Thursday, August 8, 2024

Things to Learn From a Tax Return

 

With less than five months remaining in 2024, now is the time to begin serious tax planning for your 2024 income tax return. I recently attended a webinar with some tips for financial advisors about reviewing clients’ tax returns. The advice also applies to taxpayers themselves.



 

Below are my take-aways from this presentation:

 

Review a Draft Return- It is wise to review a draft of your annual tax return before it is submitted.

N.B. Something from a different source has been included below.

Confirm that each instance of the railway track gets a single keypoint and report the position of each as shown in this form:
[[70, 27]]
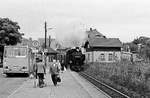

My tax preparer provides me with a draft paper copy to take home and review before my taxes are submitted to the IRS. Not only does this provide an opportunity to catch possible errors and omissions, but it also provides valuable insights about household finances and a source of questions about tax calculations and future tax planning for my second visit.

 

Beware QCD Reporting Errors- The problem is that 1099-R forms for retirement plan withdrawals only show the gross distribution amount and not the amount that taxpayers age 70.5+ elect to donate to a qualified charity via a qualified charitable distribution (QCD). Tax rules state that the letters “QCD” should be placed on the 1040 form line (4b) for “IRA Distributions” to explain the difference between the gross amount and taxable amount, but some tax preparers forget to do this and then taxpayers have to file an amended return .

 

Stay Away From SALY- SALY is an acronym for “Same as Last Year.” When it comes to income taxes, rarely are household finances exactly the same from one year to the next. Tax laws change and people’s lives change (birth of a child, marriage, retirement, widowhood, the start of required minimum distributions [RMDs]), which necessitates future tax projections.

 

Know Your Effective Tax Rate- Effective tax rates are useful for calculating tax withholding and understanding the totality of your income tax payments. Simply look at your 2023 tax return and divide your total tax owed by taxable income. For example, if you pay $16,000 of tax on a $100,000 taxable income, the effective tax rate is 16%, even though single and married filing jointly tax filers would be in the 22% marginal tax bracket (the tax rate on your last dollar of income) in 2024.

 

Watch Out for State Tax Non-Conformities- I now live in a state (Florida) where there is no income tax but, for Money Talk readers who do, it is important to know where your state tax rules diverge from federal tax rules. Otherwise, you could overlook valuable tax deductions (e.g., medical expenses and write-offs for college savings plan contributions).

 

Accelerate Carefully- Consider accelerating income in early retirement years (before RMDs), during years with lower-than-normal income, and in the last year of filing a joint tax return (before single taxpayer status applies). Consider accelerating deductions (e.g., bunching itemized deductions in one year) when you realize large capital gains, have a high-earning year, or are near “tripwires” for tax on Social Security, IRMAA Medicare premiums, and the net investment income tax. IRMAA is not a tax, per se, but it is a drag on your bottom line.


This post provides general personal finance or consumer decision-making information and does not address all the variables that apply to an individual’s unique situation. It does not endorse specific products or services and should not be construed as legal or financial advice. If professional assistance is required, the services of a competent professional should be sought.